Вся иноческая выучка Филиппа восставала против царских «новшеств». Тысячи дней, проведенных им на благословенных Соловках, тамошняя таинственная красота, духовное братство монахов, близость Бога к очарованным островам говорили митрополиту: «Нельзя тебе становиться на эту сторону! Тут тьма, тут падение. Сколько даров ты получил от Бога! Теперь послужи Ему крепко. Настал час».
Как больно ему было, наверное, становиться против государя! Обычный порядок вещей нарушился. Царь и митрополит, которым следует хранить прочное единство, принуждены были разойтись. Царь отыскал себе скверну — митрополит не последовал за ним.
Итак, узнав о намерениях Ивана IV, Филипп посовещался с епископами, и они договорились «против такого начинания стояти крепце». Но один из архиереев, страдая славолюбием, сообщил царю об их «общем совете». Возможно, это был епископ Филофей Рязанский; однако прямого подтверждения этому предположению нет. А когда пришло время держаться заодно, многие «отпали» от своего прежнего намерения. На соборе некоторые иерархи «страха ради глаголати не смеяху», в то время как другие молчали, «желающе славы мира сего». Никто не решился подступиться к царю с речами, которые шли бы вразрез с его настроением. Тогда один Филипп высказался за всех.
Вот его слова в некотором сокращении: «О, царь! От наших отцов мы унаследовали обычай чтить царя и более всего почитать в нем благоразумие. Престань от такого неугодного начинания!.. Встань крепко на камне веры… Подражай добродетелям, ими же и отец твой царь и великий князь Василий возвысился, благочестием сияя, смирением и любовью. Просветась лучом Божественного Духа, желанием добродетелей! Назидай правой твоей вере деяния благие и жития честность… Люби всех единоплеменных тебе как самого себя…»{36}
Филипп напомнил Ивану Васильевичу о том, что Заповеди требуют любить ближнего, и о том, что еще апостол Павел говорил: «Любовь долготерпит, не радуется о неправде», — и добавил: «Вера… совершается любовью».Пастырское наставление было мягким. Глава Церкви не обличал государя, ни в чем не обвинял его и не метал громы, но лишь тихо возводил любовь на высокий пьедестал. Он просил царя отказаться от «неугодного начинания», поскольку в этом начинании не усмотрел любви.

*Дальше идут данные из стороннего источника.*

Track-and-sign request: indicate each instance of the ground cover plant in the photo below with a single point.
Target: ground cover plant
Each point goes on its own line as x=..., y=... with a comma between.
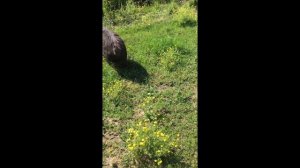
x=150, y=108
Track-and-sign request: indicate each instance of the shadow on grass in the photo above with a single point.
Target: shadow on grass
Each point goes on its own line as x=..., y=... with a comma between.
x=134, y=72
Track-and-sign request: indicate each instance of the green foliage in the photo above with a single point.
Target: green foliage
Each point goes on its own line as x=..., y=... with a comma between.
x=163, y=46
x=149, y=146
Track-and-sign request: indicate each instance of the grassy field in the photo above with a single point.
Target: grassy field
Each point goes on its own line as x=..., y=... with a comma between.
x=161, y=83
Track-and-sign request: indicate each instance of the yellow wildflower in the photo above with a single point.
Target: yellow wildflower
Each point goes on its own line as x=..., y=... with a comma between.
x=159, y=162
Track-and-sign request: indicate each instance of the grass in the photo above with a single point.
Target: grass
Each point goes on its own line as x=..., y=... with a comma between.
x=160, y=84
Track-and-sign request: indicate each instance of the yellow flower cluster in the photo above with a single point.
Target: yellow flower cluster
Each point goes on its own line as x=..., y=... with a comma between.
x=147, y=100
x=159, y=161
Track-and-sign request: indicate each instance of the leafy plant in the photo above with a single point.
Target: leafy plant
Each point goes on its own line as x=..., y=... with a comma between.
x=150, y=146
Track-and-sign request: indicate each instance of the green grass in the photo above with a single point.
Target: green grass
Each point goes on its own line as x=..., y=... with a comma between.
x=161, y=82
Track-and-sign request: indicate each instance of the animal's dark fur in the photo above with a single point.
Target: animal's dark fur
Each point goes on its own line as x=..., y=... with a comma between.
x=113, y=48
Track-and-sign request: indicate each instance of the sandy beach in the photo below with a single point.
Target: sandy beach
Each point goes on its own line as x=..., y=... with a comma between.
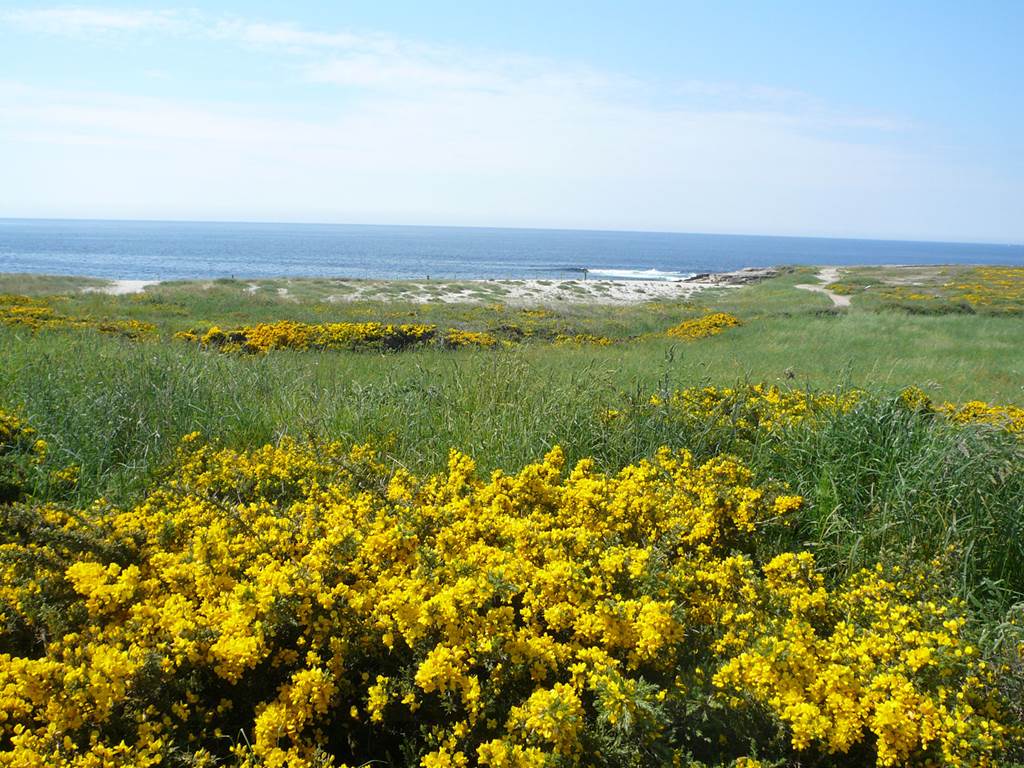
x=512, y=292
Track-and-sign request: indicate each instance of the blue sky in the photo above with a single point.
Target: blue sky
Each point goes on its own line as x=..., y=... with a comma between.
x=888, y=120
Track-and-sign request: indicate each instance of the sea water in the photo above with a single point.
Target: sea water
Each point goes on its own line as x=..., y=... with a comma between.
x=166, y=250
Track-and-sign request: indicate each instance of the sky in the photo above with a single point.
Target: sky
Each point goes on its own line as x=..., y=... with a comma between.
x=860, y=119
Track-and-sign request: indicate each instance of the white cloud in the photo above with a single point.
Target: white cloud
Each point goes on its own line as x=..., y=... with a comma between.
x=76, y=20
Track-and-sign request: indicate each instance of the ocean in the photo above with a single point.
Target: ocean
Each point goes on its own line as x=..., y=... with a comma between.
x=174, y=250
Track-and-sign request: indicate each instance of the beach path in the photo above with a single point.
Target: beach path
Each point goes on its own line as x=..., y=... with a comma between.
x=827, y=275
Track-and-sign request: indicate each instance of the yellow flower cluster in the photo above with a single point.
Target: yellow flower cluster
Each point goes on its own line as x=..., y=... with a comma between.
x=710, y=325
x=1010, y=418
x=458, y=338
x=998, y=288
x=263, y=337
x=303, y=605
x=989, y=289
x=35, y=314
x=755, y=407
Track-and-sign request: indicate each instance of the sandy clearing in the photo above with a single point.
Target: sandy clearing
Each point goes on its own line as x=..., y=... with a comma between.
x=534, y=292
x=826, y=275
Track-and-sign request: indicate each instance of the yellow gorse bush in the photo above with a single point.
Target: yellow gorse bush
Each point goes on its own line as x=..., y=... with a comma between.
x=36, y=314
x=458, y=338
x=699, y=328
x=754, y=407
x=304, y=605
x=1010, y=418
x=263, y=337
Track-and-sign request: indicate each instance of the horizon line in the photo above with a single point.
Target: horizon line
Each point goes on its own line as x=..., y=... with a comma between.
x=269, y=222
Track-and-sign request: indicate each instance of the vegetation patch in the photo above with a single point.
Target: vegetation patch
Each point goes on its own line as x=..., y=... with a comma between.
x=710, y=325
x=304, y=604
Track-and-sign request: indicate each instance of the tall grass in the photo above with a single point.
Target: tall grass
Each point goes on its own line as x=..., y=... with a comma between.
x=883, y=483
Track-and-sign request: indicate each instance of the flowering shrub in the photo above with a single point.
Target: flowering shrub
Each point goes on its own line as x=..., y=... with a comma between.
x=290, y=335
x=755, y=407
x=1010, y=418
x=710, y=325
x=458, y=338
x=303, y=605
x=35, y=314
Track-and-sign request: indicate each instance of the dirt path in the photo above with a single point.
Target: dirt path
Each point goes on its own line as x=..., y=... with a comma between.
x=825, y=275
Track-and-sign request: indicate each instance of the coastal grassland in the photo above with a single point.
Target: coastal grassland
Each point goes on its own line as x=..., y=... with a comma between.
x=885, y=481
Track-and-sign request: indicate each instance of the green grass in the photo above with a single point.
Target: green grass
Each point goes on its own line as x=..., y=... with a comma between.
x=879, y=486
x=882, y=483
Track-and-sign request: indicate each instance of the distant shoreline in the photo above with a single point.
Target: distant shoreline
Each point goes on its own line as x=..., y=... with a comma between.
x=511, y=291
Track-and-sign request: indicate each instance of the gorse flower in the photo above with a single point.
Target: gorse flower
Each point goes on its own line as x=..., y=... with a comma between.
x=37, y=314
x=710, y=325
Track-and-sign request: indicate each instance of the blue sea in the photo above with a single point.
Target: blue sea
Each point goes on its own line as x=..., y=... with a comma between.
x=173, y=250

Казалось бы, соглашение, заключенное между царем и Филиппом в июле 1566 года, нарушено. Митрополит «вступился» в опричнину. Но ведь и царь, обещавший «советовать» с главой Церкви, начал казни, не слушая его. Выходит, Иван Васильевич первым перестал принимать в расчет договоренности, зафиксированные в «приговоре» 1566 года. Тем самым он снял печать с уст Филиппа.